A feminista afirma também que é missão das mulheres acolherem umas às outras, buscar entender suas motivações mesmo que sejam arredias ao feminismo. É a chamada “sororidade”, que é também ver as outras mulheres como aliadas e não como adversárias ou concorrentes, quebrando correntes do machismo estrutural, que também classifica como inferiores mulheres que pertencem as classes sociais mais baixas ou a outras minorias.
“Apesar de ser uma discussão um pouco controversa, o feminismo também pode acolher os homens, aqueles que entendem que o machismo estrutural da nossa sociedade também trás angústia para ele próprio. Quando ele entende os malefícios na reprodução desses comportamentos, ele entende a luta da mulher e pode chegar junto do feminismo. Ainda é difícil encontrar homens assim, mas cabe a nós feministas trazê-los para perto, fazendo que entendam o nosso protagonismo nessa luta. Não nos cabe ser professoras de marmanjos, mas a gente precisa desmistificar o feminismo para eles também”, explicou Silvânia.
Dia da Mulher
Apesar de o Dia da Mulher ter surgido como um Dia D para levantar discussões de pautas feministas, o machismo estrutural e o capitalismo conseguiram desvirtuar o sentido da data. Silvânia Silva explica que apesar do dia 8 de março ser relacionado a morte de trabalhadoras em um incêndio em uma fábrica em Nova Iorque em 1911, antes disso já existiam organizações de mulheres que lutavam por melhores condições de trabalho, salário igual aos dos homens e o fim do trabalho infantil nas fábricas.

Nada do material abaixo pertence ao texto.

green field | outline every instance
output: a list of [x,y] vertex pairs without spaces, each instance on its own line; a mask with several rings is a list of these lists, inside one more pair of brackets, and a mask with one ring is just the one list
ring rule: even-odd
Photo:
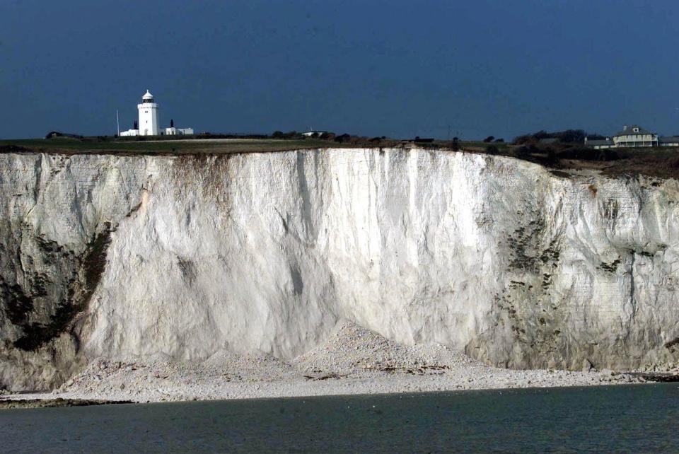
[[1,140],[0,152],[186,154],[281,151],[342,146],[347,145],[314,139],[190,139],[132,141],[56,137]]

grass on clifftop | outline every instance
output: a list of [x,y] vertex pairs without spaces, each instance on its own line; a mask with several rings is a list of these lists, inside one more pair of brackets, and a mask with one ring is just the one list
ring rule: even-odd
[[[341,144],[337,145],[342,146]],[[187,154],[283,151],[328,146],[327,141],[313,139],[187,139],[132,141],[114,139],[102,140],[96,137],[91,139],[55,137],[2,140],[0,141],[0,152]]]
[[[451,150],[451,142],[436,141],[417,144],[429,149]],[[679,179],[679,149],[642,148],[594,150],[581,144],[562,144],[544,147],[517,146],[509,144],[460,141],[461,150],[468,153],[509,156],[540,164],[555,174],[567,176],[567,170],[592,170],[610,176],[644,175]],[[398,140],[364,138],[349,141],[320,139],[175,139],[161,140],[86,137],[75,139],[25,139],[0,141],[0,153],[62,153],[135,154],[200,154],[266,153],[287,150],[325,148],[364,148],[405,146]]]

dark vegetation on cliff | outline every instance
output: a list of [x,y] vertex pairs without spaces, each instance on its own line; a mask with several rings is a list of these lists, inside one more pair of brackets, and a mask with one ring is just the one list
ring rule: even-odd
[[487,138],[483,141],[458,141],[457,138],[452,141],[439,141],[419,137],[412,140],[395,140],[384,136],[369,138],[332,133],[308,138],[302,138],[296,133],[281,133],[276,138],[205,136],[193,139],[142,137],[129,140],[110,137],[56,137],[0,141],[0,153],[115,153],[123,156],[171,156],[266,153],[319,148],[410,147],[414,145],[430,149],[459,150],[513,157],[540,164],[552,169],[555,175],[563,177],[568,175],[567,170],[591,170],[610,176],[644,175],[679,178],[679,149],[595,150],[575,140],[565,140],[571,136],[579,139],[577,134],[567,131],[563,132],[562,136],[557,137],[557,141],[549,143],[542,143],[533,136],[521,136],[517,138],[516,143],[513,144],[494,140],[494,138],[492,140]]

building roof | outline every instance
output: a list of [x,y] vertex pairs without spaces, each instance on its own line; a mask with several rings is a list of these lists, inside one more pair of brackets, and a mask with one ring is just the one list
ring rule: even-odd
[[[636,136],[639,134],[654,134],[648,129],[644,129],[638,124],[632,124],[632,126],[625,127],[627,129],[622,129],[620,132],[617,132],[613,134],[614,137],[620,137],[620,136]],[[634,128],[639,128],[639,131],[634,132]]]

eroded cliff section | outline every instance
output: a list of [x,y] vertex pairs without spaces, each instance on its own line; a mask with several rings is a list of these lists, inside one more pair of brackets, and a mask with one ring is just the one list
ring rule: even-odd
[[679,184],[420,149],[0,155],[0,387],[289,359],[347,318],[494,366],[679,359]]

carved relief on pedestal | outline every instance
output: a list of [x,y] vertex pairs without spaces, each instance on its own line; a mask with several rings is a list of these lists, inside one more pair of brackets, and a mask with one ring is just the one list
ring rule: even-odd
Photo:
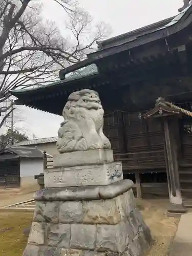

“O primeiro Dia Nacional da mulher foi celebrado em 1908, em maio, quando cerca de mil mulheres fizeram uma manifestação em prol da igualdade na representação política e na remuneração. Depois o Partido Socialista dos Estados Unidos oficializou o dia 18 de fevereiro, em outro protesto que reuniu mais de três mil pessoas. Mas como a gente vive em um sistema capitalista, regime que transforma todas as datas em negócio, visando lucro, perdeu-se a essência dessa data. O Dia da Mulher é um dia de comemoração, mas das vitórias que tivemos até aqui, mas é sobretudo um dia de luta”, ressaltou.